Bet on the euro against the U.S. dollar?

I'm kidding, right?

Didn't I read this past weekend's headlines, which brought news of yet more agony from the euro-zone? Spain is about to be the next European economy to collapse and follow in Greece's footsteps; the Spanish stock market fell another 2.2% on the first trading day of this week alone. Europe as a whole is in little better shape, now that it is in a confirmed recession.

In light of all this -- and there's much, much more -- how can anyone in their right mind bet on the euro?

Contrarians, of course, are not fazed by the incredulity of a particular position. On the contrary, that's when they often begin to get interested.

The contrarians' instinct is bolstered by comparing where the euro [EURUSD] stands today to where it stood two years ago, when Europe's sovereign debt crisis was just getting into full swing. In terms of U.S. dollars, it currently trades for $1.25. Two years ago, at the end of May 2010, the euro stood at $1.23.

That contrast is nothing short of amazing. Despite two years of virtually uninterrupted awful news about Europe in general and the survivability of the euro itself, the currency is nevertheless trading a couple of percent higher now than then.

Yet, you'd never know that from reading the news headlines.
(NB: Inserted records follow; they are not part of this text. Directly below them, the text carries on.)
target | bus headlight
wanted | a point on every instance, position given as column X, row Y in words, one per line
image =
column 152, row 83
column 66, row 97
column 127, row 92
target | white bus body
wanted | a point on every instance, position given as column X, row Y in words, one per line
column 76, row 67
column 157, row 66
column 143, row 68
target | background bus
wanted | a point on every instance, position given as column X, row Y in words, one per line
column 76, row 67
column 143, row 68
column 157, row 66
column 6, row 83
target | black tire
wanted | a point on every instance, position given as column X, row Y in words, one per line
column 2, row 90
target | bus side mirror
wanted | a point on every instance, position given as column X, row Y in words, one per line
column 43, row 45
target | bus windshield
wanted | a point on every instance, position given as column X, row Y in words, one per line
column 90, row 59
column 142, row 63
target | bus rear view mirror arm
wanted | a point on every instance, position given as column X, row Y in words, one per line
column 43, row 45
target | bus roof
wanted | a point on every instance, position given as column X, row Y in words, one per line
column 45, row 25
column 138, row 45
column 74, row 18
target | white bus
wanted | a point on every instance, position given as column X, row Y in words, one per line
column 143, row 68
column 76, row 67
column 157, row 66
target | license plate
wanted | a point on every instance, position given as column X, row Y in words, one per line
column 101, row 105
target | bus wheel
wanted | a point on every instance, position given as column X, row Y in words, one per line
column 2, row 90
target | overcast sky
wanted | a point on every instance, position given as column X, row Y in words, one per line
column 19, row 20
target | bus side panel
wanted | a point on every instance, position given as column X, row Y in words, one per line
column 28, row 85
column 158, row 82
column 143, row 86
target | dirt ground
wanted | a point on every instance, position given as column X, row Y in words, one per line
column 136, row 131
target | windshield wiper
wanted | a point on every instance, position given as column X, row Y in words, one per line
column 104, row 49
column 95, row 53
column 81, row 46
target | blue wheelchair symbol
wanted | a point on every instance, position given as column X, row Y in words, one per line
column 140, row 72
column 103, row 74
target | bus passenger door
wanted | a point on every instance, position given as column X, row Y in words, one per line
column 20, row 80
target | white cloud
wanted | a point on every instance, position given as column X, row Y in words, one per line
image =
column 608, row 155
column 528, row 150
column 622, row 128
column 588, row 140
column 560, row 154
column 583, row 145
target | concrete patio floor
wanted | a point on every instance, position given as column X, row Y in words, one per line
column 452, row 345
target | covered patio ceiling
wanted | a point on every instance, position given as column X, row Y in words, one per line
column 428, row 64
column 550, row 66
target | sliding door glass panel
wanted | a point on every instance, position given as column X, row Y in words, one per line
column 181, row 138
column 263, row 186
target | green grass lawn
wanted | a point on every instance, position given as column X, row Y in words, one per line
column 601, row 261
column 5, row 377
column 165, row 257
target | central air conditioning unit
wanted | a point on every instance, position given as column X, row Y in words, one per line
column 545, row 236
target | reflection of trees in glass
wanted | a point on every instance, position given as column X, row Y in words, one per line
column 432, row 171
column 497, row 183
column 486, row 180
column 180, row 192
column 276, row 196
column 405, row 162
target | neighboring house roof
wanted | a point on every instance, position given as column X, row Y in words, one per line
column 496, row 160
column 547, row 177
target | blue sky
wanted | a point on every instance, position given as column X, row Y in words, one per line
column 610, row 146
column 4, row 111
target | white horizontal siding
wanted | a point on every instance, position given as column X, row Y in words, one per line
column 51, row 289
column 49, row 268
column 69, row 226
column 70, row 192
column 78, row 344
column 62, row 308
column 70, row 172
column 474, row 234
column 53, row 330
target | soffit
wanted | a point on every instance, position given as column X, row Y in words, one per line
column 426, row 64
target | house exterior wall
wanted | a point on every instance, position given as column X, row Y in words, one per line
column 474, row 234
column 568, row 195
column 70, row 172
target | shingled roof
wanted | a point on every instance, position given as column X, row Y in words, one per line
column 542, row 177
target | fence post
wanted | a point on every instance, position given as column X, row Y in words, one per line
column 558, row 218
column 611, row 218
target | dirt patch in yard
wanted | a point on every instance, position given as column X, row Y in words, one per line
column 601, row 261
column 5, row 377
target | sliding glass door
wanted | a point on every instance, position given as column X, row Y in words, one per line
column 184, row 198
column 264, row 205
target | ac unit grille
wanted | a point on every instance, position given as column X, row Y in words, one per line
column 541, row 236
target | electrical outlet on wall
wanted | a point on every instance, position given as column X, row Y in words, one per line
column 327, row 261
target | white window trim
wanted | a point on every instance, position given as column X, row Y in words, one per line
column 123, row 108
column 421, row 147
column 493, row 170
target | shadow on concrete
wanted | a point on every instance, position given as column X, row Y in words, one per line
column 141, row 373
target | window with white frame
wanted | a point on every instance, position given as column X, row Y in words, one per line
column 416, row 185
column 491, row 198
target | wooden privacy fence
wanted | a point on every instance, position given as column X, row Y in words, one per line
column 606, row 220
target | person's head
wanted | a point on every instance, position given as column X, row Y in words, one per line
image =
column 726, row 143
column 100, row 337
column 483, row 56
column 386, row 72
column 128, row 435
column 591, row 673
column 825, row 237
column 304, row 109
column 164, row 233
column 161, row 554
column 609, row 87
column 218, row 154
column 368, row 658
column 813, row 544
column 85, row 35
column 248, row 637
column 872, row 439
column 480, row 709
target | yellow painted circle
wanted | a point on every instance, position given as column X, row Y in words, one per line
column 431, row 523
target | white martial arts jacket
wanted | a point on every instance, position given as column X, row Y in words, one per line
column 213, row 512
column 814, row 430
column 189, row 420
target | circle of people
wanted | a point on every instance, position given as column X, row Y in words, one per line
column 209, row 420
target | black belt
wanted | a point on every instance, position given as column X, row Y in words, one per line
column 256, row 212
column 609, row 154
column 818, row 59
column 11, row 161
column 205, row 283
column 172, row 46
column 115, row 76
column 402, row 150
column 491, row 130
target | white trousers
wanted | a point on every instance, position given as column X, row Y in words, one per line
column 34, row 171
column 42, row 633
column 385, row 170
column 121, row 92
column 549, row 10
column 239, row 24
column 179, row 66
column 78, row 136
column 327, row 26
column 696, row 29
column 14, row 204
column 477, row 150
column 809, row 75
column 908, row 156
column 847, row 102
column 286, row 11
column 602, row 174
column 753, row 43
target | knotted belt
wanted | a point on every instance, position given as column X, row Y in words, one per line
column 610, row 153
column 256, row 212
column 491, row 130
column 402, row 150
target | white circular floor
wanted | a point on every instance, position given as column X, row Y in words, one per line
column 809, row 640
But the numbers don't lie. And they are telling us that participants in the currency market collectively believe the euro to be slightly more attractive today than it was two years ago, at least in terms of U.S. dollars. And while it's always possible that they are completely deluding themselves, we shouldn't be too quick to declare this to be so. The currency markets are the largest in the world -- far bigger and more liquid, in fact, than either the U.S. stock or U.S. bond market. Those markets contain some of the smartest and shrewdest investors the world over.

So we should at least take seriously the possibility that the euro isn't a doomed currency.

Extremely bearish sentiment among speculators is another contrarian reason to take that possibility seriously. In the latest reporting week, according to the Commodity Futures Trading Commission, speculators' net short position in the euro rose to an all-time record high.

Though these speculators represent only a small fraction of the overall market, they often exercise an outsized influence on the short-term trend. And because they tend to be momentum players, they tend to exaggerate that trend -- in the current case, for example, forcing the euro to fall further than it would have otherwise.

That's why contrarians are betting that the euro will rally against the U.S. dollar.

For the record, I should stress that contrarian analysis can't provide guidance on the direction of the euro's long-term trend relative to the dollar. Instead, it should be viewed as a shorter-term tool that gives us insight into where we stand relative to that long-term trend.

So it's entirely possible that the euro someday will trade at much lower prices. But, if contrarians are right, its path to those lower prices will include at least a short-term detour to higher prices.